After months of questioning President Donald Trump's temperament and fitness for office, Sen. Bob Corker, R-Tenn., announced Wednesday that he would convene a hearing to examine the president's authority to use nuclear weapons.
The announcement of the Nov.14 hearing before the Senate Foreign Relations Committee, which Corker chairs, amounts to a significant escalation of what has so far been a war of merely words between the powerful Republican and his party's standard-bearer.
"A number of members both on and off our committee have raised questions about the authorities of the legislative and executive branches with respect to war making, the use of nuclear weapons, and conducting foreign policy overall," Corker said in a statement Wednesday.
"This continues a series of hearings to examine those issues and will be the first time since 1976 that this committee or our House counterparts have looked specifically at the authority and process for using U.S. nuclear weapons. This discussion is long overdue, and we look forward to examining this critical issue," Corker said.
The announcement came less than a day after Trump delivered a combative speech aimed at North Korean leader Kim Jong-Un, in which the president called North Korea a "dark fantasy" and a "military cult." Speaking in South Korea, Trump accused the hermit kingdom of being founded on "a deranged belief in the leader's destiny to rule as parent-protector over a conquered Korean Peninsula and an enslaved Korean people."
Trump's insistence on engaging in brinkmanship with the nuclear-armed dictator has stunned many military and foreign policy professionals, who fear the president's ego could lead the country down a path to war.
Some of those professionals are scheduled to testify at Tuesday's hearing.
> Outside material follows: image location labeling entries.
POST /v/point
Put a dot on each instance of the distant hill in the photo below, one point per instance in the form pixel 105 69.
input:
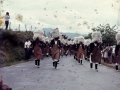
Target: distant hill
pixel 70 35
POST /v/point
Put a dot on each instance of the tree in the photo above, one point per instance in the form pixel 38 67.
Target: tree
pixel 108 33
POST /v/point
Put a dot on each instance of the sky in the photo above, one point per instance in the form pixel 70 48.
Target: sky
pixel 75 16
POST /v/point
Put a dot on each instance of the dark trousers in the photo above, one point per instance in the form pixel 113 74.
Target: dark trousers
pixel 6 24
pixel 27 55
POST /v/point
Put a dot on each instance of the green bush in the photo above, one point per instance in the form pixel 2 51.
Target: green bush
pixel 14 49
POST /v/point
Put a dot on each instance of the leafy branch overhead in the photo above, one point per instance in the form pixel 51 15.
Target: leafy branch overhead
pixel 108 33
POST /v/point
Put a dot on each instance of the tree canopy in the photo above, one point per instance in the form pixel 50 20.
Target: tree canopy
pixel 108 33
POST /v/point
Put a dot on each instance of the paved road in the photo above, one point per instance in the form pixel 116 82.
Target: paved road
pixel 69 76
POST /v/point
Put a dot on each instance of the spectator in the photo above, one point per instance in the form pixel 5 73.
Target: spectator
pixel 26 50
pixel 110 56
pixel 7 17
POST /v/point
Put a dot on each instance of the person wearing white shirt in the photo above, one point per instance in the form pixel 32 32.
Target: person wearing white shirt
pixel 7 17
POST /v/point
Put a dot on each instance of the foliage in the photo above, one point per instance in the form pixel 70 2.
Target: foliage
pixel 12 45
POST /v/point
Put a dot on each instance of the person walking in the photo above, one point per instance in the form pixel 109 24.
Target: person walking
pixel 7 17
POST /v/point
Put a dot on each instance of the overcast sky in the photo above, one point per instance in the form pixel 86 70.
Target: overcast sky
pixel 68 15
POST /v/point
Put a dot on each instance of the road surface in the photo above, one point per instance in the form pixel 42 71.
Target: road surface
pixel 69 76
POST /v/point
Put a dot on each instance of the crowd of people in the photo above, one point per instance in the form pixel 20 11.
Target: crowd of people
pixel 80 48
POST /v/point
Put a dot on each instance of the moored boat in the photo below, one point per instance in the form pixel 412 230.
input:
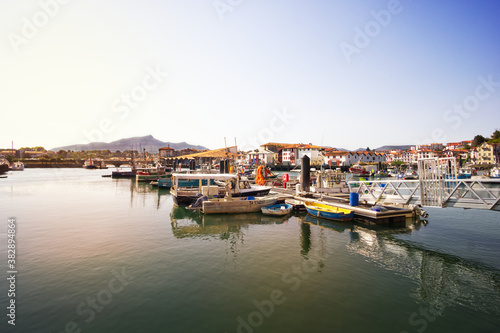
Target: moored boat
pixel 358 171
pixel 17 166
pixel 239 187
pixel 279 209
pixel 329 211
pixel 94 164
pixel 495 173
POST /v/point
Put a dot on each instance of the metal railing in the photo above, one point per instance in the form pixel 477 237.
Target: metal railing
pixel 438 186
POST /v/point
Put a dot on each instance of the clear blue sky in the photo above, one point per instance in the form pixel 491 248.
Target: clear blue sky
pixel 337 73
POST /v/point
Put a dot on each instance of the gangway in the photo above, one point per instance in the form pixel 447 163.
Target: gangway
pixel 438 186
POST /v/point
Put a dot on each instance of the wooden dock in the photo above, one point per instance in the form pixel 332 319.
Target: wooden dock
pixel 363 211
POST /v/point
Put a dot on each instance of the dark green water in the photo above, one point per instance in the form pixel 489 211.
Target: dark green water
pixel 102 255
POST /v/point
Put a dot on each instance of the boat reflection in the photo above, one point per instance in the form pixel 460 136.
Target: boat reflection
pixel 329 224
pixel 192 224
pixel 442 280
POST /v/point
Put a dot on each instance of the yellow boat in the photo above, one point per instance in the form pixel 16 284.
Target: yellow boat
pixel 329 211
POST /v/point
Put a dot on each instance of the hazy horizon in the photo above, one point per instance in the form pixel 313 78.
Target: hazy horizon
pixel 332 73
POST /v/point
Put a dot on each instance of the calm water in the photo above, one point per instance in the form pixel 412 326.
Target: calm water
pixel 102 255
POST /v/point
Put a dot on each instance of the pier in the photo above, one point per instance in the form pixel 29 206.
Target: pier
pixel 438 186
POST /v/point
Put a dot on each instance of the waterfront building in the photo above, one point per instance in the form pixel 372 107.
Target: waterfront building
pixel 313 152
pixel 487 153
pixel 261 156
pixel 167 152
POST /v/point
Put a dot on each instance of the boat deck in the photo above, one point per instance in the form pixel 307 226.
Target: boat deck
pixel 362 211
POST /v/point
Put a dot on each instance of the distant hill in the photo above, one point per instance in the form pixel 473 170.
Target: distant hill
pixel 402 147
pixel 137 143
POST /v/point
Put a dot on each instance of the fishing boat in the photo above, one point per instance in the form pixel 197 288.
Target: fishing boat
pixel 328 211
pixel 296 204
pixel 152 173
pixel 358 171
pixel 220 185
pixel 279 209
pixel 17 166
pixel 410 174
pixel 495 173
pixel 4 165
pixel 230 205
pixel 94 164
pixel 168 183
pixel 464 173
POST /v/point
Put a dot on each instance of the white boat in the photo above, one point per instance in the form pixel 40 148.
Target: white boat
pixel 277 210
pixel 495 173
pixel 213 185
pixel 232 205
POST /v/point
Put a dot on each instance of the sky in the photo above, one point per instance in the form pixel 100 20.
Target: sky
pixel 344 74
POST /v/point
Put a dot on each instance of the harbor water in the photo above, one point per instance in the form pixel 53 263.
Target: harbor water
pixel 106 255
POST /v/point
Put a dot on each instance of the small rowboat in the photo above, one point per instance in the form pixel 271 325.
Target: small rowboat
pixel 329 212
pixel 279 210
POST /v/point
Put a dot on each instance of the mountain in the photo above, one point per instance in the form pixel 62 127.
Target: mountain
pixel 137 143
pixel 402 147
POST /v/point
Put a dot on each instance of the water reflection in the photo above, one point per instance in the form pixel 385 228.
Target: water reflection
pixel 442 280
pixel 142 191
pixel 189 224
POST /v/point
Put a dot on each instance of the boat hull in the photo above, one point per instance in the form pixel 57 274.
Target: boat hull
pixel 184 201
pixel 329 212
pixel 123 174
pixel 236 205
pixel 277 210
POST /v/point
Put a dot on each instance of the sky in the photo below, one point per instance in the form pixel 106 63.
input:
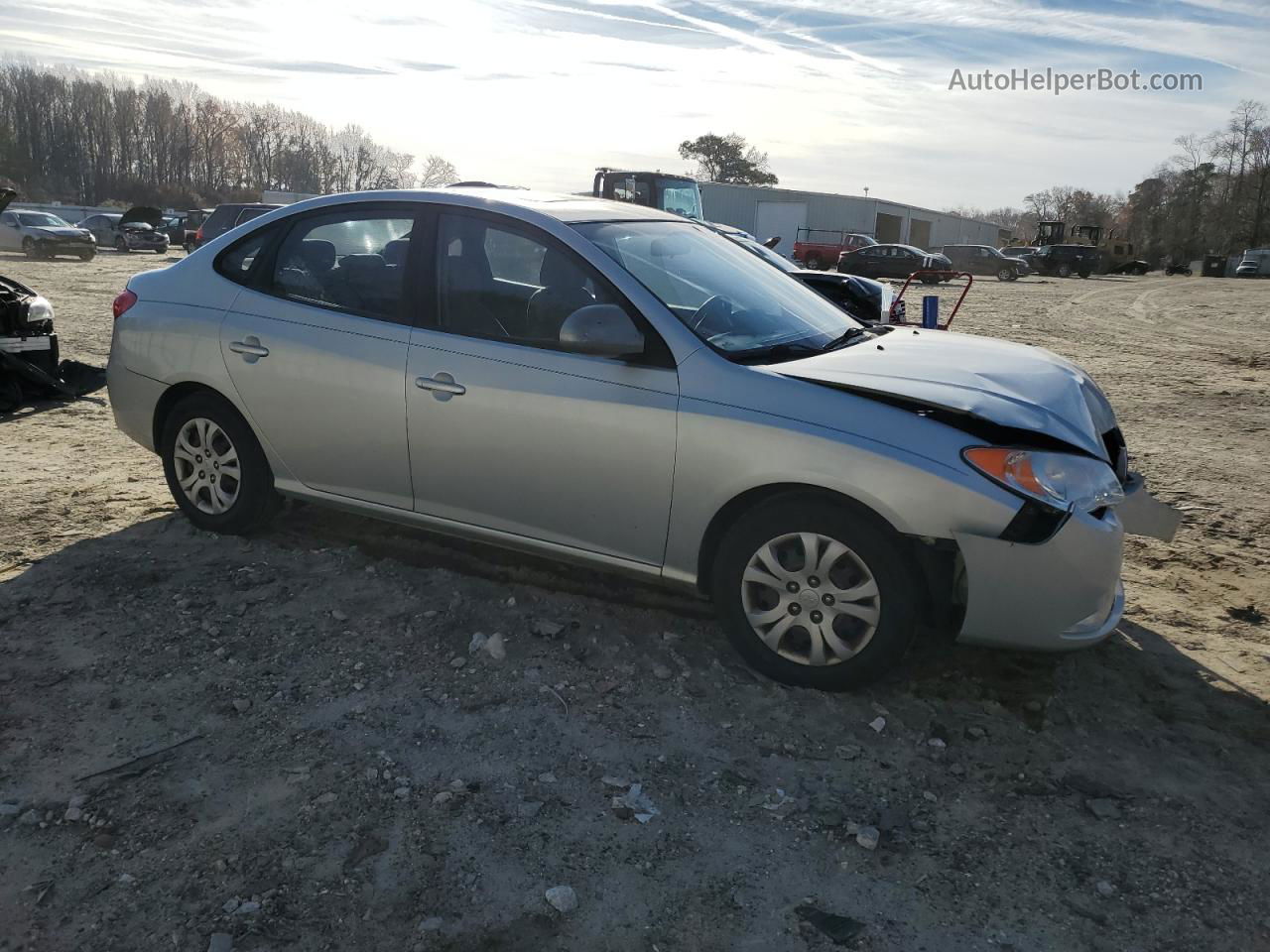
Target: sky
pixel 841 95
One, Brian McKeon, is the former Acting Under Secretary for Policy at the Department of Defense under President Barack Obama, and a critic of Trump's approach to nuclear-armed North Korea.
Another witness is retired Air Force General Robert Kehler, a former commander of the U.S. Strategic Command and an expert in nuclear weapons and the capabilities of America's nuclear arsenal.
The third witness is Peter Feaver, a former director for Defense Policy and Arms Control at the National Security Council during the George W. Bush administration. In 2016, Feaver was one of nearly 50 Republican national security officials who signed a letter opposing Trump's candidacy for president. Since then, Feaver has made no secret of the fact that he views Trump as a potential threat to national security.
"In a crisis, for instance with a nuclear-armed North Korea, Trump's temperament could be problematic and could lead to dangerous escalation, whereas another President with better self-control might be able to manage it more safely," Feaver told the Duke University Chronicle in August of last year.
A White House spokesman did not immediately respond late Wednesday to a request for comment on the hearing.
Feaver's view is one that Corker has expressed repeatedly, not least when he called the White House "an adult day care center" last month in response to attacks from Trump.
Trump first began targeting Corker in August, after the senator criticized Trump's response to a deadly white supremacist march in Charlottesville, Va.
"The president has not yet been able to demonstrate the stability nor some of the competence that he needs to demonstrate in order to be successful," Corker told Chattanooga website Nooga.com.
The Tuesday hearing is scheduled to being shortly after 10:00 a.m. ET.